Umat lelah berpuluh tahun dihabiskan berdebat hanya berbeda rakaat tarawih, qunut atau tidak, dan semisalnya. Padahal, masing-masing memiliki dalil dan sandaran hukum. Alhamdulillah, perdebatan itu sudah tidak ada lagi.
Hal menggembirakan ketika ada jamaah Majelis Rasulullah dengan atribut jaket hitam khasnya mengikuti pengajian di Majelis Nurul Mustafa, dan sebaliknya. Tidak ada sekat kelompok. Mereka juga gabung mengikuti ODOJ, dan semisalnya.
Jika tiap kelompok Islam saling menghargai dan mendukung pola dakwah masing-masing kelompok Islam lainnya (asal tidak terbukti sesat sesuai Quran, sunah, dan ijma ulama), betapa indahnya. Jangan lagi mudah terpancing dengan isu memecah.
Saya membayangkan, tokoh bisa bersatu dan mendesak dicabutnya larangan takbir keliling dan sahur on the road sebagai satu syiar. Atau mengganti syiar lain, seperti zikir atau shalawat konvoi berkendara secara periodik.
Apa yang disenangi remaja ketika takbir dan sahur keliling?
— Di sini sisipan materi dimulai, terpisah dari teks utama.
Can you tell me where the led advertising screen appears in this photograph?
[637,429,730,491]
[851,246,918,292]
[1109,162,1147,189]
Mereka senang berkeliling di jalan, seperti hiburan tapi tanpa sadar akan tertanam semangat mensyiarkan Islam sejak dini. Budaya ini juga membuat sanksi moral bagi pelaku maksiat.
Amati saja, dulu ada konvoi takbir keliling lewat, pelaku maksiat jadi malu. Tanpa kekerasan, pelaku maksiat sadar diri sendiri karena menjadi tontonan dan malu mendengar takbir. Ketika syiar dilarang, mereka lari menjadi geng motor atau pacaran di jalanan.